The latest Barometer survey, announced Tuesday at a press conference by the International Investors Association, or YASED, showed that the top concern for foreign investors has become “legal framework and its enforcement.” Economic instability followed with 48 percent, while 47 percent said they are concerned about the unregistered economy.
In the previous survey, conducted biannually, “economic instability” was the top concern, followed by concerns on legal framework.
Reflecting on this new top concern of investors, Piraye Antika, the chairwoman of YASED, said it is important to guarantee predictability in auditing in business. “Investors should have no doubt on rules and responsibilities,” Antika said.
“Stories on the tax penalty were reported extensively by the media,” Güldem Atabay, chief economist at investment house Ekspres Invest, told Hürriyet Daily News & Economic Review. “European newspapers also took notice. Regarding the dates on which the survey was conducted, this levy might well affect the opinions of foreign investors.
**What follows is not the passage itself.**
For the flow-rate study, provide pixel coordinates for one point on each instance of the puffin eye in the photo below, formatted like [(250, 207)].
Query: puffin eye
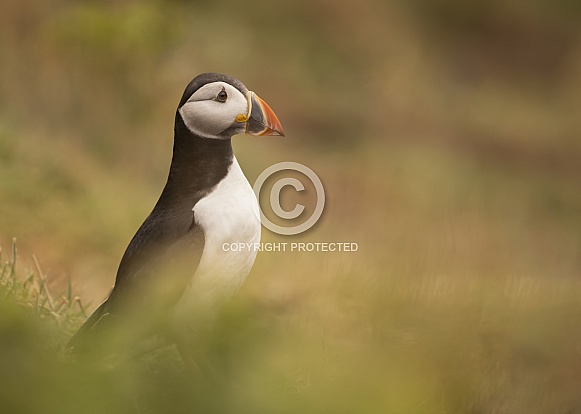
[(222, 96)]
Some of the investors might hesitate to make investments.”
The survey was conducted between the third week of August and the second week of September. The second tax levy against the DMG was announced on Sept. 8. YASED did not link the results to the Doğan tax issue at the press conference Tuesday. The unregistered economy remains a great obstacle, Antika said. “Turkey is in a key position to be an attractive destination for investments. We should protect this attractiveness.”
Effects of global turmoil
The survey also showed that effects of the global turmoil continue to rattle foreign investors, as 61 percent of them expect the economy to get better only after 2010. The study, however, revealed that 40 percent of foreign investors planned to continue investments in the next six months.
According to the survey, 33 percent of foreign investors expected economic growth in Turkey to slow down further. A total of 44 percent of those interviewed said they believed stability would come soon, while 23 percent said they expected economic growth to accelerate.
The Turkish economy contracted 7 percent in the second quarter of the year, dampening hopes of a revival. Expectations of a quick recovery are low, the survey said. Forty percent of foreign investors expected the environment in Turkey to “worsen” in terms of the investment climate, while 63 percent thought that the new incentives announced by the government would not affect their future investment plans. The new incentive system, dividing the country into four economic zones, aims to enhance investments in the most poor and underdeveloped areas.
Reasons to freeze investments
Key factors leading foreign investors to postpone investments are, respectively, the deepening crisis, new fluctuations in global markets, domestic political problems, possible bottlenecks during Turkey’s European Union accession process, and the rising political tension in the Middle East.
According to the survey, some 74 percent of the international investors in Turkey said the Justice and Development Party, or AKP, government was “not doing enough” against unemployment, while 26 percent said what was being done was adequate. The unemployment rate stood at 13 percent in June, according to official figures. The rate declined from a record high of 16.1 percent in February.
The priority of the government should be reducing unemployment, followed by structural reforms, an agreement with the International Monetary Fund and attaining sustainable growth, according to some 60 percent of foreign investors.
Meanwhile, 61 percent expected global economic growth to remain weak in the next six months. Twenty-one percent thought that growth would accelerate, but 18 percent expected further contraction. Some 29 percent thought that the global environment for foreign direct investments would worsen, while 34 percent of them said they believed the situation would remain stable. Only 37 percent said the environment would be more favorable than it is now.